Marabini made a huge loss but still paid everyone including his main act (Majaivana).
“Uyabona Ndlovu (Marabini) we failed to fill up the venue, abantu didn’t come. That’s why I always say I want to leave everything,” said Majaivana to Marabini when he was being handed his performance fee in Mangwegwe suburb.
What broke Majaivana’s heart was just a few months back the late Oliver Mtukudzi had sold out Large City Hall, with Majaivana part of the headline acts.
So electrifying was the show that the venue’s furniture was destroyed.
“A few months before Majaivana’s show, he had done one at the same venue with Tuku. It was sold out, chairs were broken that’s the show which got the City council to ban chairs in the City Hall when there is a show. Till now no chairs are allowed,” Marabini said.
What broke his heart is people came in numbers for a show with Tuku but when it was an all local (Bulawayo) show, people stayed home.”
Marabini added that lack of support is not an old age phenomenon, it has again haunted the new generation of artists.
“It’s sad to see artists from this region (Matabeleland) working extra hard but not getting the support. We have talented artists such as Mzoe7, Novuyo Seagirl, Msizkay, Skaiva and many more. They work day in day out but they do not get support.

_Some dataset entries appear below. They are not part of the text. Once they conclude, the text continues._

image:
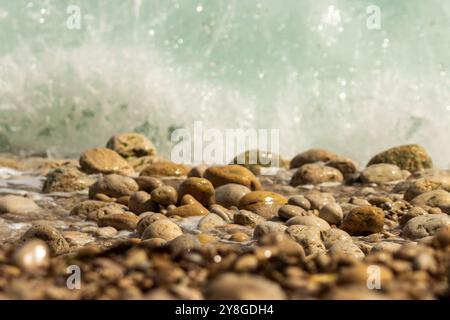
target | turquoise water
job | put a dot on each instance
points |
(312, 69)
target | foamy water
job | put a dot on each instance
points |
(309, 68)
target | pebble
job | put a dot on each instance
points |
(408, 157)
(17, 205)
(346, 248)
(381, 173)
(424, 226)
(247, 218)
(311, 156)
(164, 229)
(165, 169)
(434, 198)
(103, 160)
(122, 221)
(363, 220)
(309, 221)
(334, 235)
(147, 220)
(288, 211)
(332, 213)
(182, 244)
(251, 287)
(268, 227)
(148, 184)
(300, 201)
(222, 175)
(113, 185)
(201, 189)
(315, 173)
(33, 256)
(140, 201)
(210, 221)
(131, 145)
(229, 194)
(66, 179)
(165, 195)
(264, 203)
(309, 237)
(51, 236)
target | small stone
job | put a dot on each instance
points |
(201, 189)
(334, 235)
(288, 211)
(381, 173)
(131, 145)
(52, 237)
(435, 198)
(17, 205)
(165, 169)
(251, 287)
(33, 256)
(239, 237)
(164, 229)
(315, 173)
(140, 202)
(165, 195)
(319, 199)
(309, 237)
(66, 179)
(229, 194)
(247, 218)
(424, 226)
(264, 203)
(309, 221)
(312, 156)
(106, 232)
(210, 221)
(122, 221)
(268, 227)
(332, 213)
(103, 160)
(300, 201)
(183, 243)
(363, 220)
(346, 248)
(113, 185)
(408, 157)
(147, 220)
(222, 175)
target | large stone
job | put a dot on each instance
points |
(231, 286)
(315, 173)
(311, 156)
(435, 198)
(131, 145)
(66, 179)
(264, 203)
(408, 157)
(104, 160)
(424, 226)
(363, 220)
(381, 173)
(17, 205)
(229, 194)
(113, 185)
(221, 175)
(165, 169)
(201, 189)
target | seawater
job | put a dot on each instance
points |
(312, 69)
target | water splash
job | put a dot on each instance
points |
(309, 68)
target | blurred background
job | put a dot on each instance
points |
(312, 69)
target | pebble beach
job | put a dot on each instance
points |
(139, 226)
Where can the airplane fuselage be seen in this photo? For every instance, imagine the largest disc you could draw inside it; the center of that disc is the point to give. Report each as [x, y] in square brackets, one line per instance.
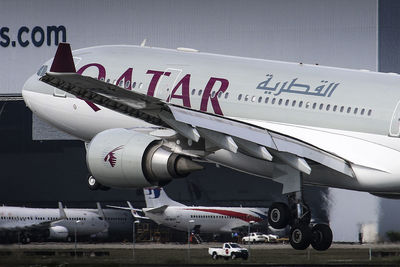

It’s sad to see people crowding for South African acts who will perform for only 30 minutes without a live band yet our own artists put extra effort than the foreigners but get ignored. We are called by all sorts of names such as cry-babies, but believe me these artists continue to do what they love doing, if they were cry-babies by now they would have quit music but still they soldier on in this harsh economic environment without any funding,” he said.

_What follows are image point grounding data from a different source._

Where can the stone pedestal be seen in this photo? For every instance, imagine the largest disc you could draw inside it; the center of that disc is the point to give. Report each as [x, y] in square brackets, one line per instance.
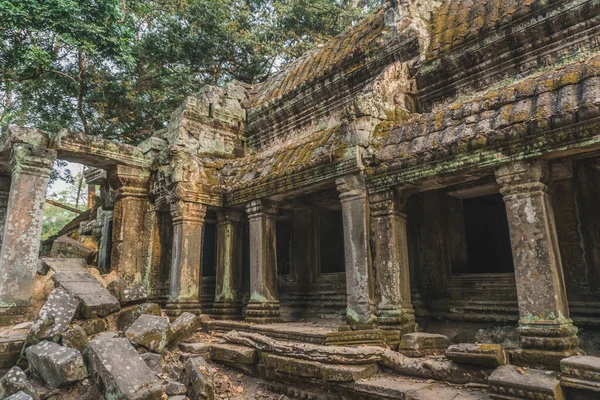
[188, 219]
[131, 186]
[23, 227]
[390, 264]
[355, 213]
[263, 306]
[547, 332]
[228, 304]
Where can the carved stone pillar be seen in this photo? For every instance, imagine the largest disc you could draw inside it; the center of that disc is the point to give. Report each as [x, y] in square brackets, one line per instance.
[228, 302]
[263, 306]
[390, 264]
[23, 226]
[129, 232]
[4, 191]
[188, 219]
[547, 332]
[355, 215]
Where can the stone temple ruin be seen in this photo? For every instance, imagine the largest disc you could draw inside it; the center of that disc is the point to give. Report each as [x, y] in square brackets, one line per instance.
[415, 202]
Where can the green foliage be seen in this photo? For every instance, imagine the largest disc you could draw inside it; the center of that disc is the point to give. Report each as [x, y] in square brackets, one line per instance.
[118, 68]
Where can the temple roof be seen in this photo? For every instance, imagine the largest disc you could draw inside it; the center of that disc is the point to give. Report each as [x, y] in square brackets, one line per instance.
[345, 52]
[540, 103]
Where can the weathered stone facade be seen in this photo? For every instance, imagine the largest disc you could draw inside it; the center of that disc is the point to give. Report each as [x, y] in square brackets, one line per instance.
[437, 162]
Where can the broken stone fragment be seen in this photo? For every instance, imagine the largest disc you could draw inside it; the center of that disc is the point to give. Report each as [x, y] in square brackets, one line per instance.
[151, 332]
[127, 295]
[75, 337]
[19, 396]
[54, 317]
[122, 320]
[14, 381]
[198, 378]
[484, 354]
[419, 344]
[96, 301]
[184, 326]
[511, 382]
[119, 369]
[10, 349]
[68, 247]
[154, 361]
[56, 365]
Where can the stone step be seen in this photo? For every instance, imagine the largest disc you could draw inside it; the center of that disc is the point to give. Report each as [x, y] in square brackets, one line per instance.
[71, 275]
[510, 382]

Majaivana is now based in the United States and the past two decades since he exited the stage, promoters have tried to get him to do another show or more shows all in vain.
In a documentary titled the Story of Lovemore ‘Majaivana’ Tshuma, the artist revealed why he quit and left Zimbabwe.
“I have been dealt blows below the belt. First of all was the language that I sang in. It didn’t really bring me the fortune that one expects when you look at other people who sing in the widely known languages.
They get a better share of the profits. Its partly why i left music. Whenever I went to get my cheque, and I saw the other cheques for people who sang in other languages they had better cheques than mine. Okay, you might say my music was not better than theirs, and after travelling to places like England, Sweden, Denmark, Canada, we had full houses and here at home it was on tribal lines,” he said.
All that’s left is a catalogue of hit songs by Majaivana and the closest Zimbabweans have been to a Majaivana live set in the past two decades cover sets week in and week out in Bulawayo and Harare bringing nostalgic memories and a slight hope that one day Majaivana will come out of retirement and perform all his hits.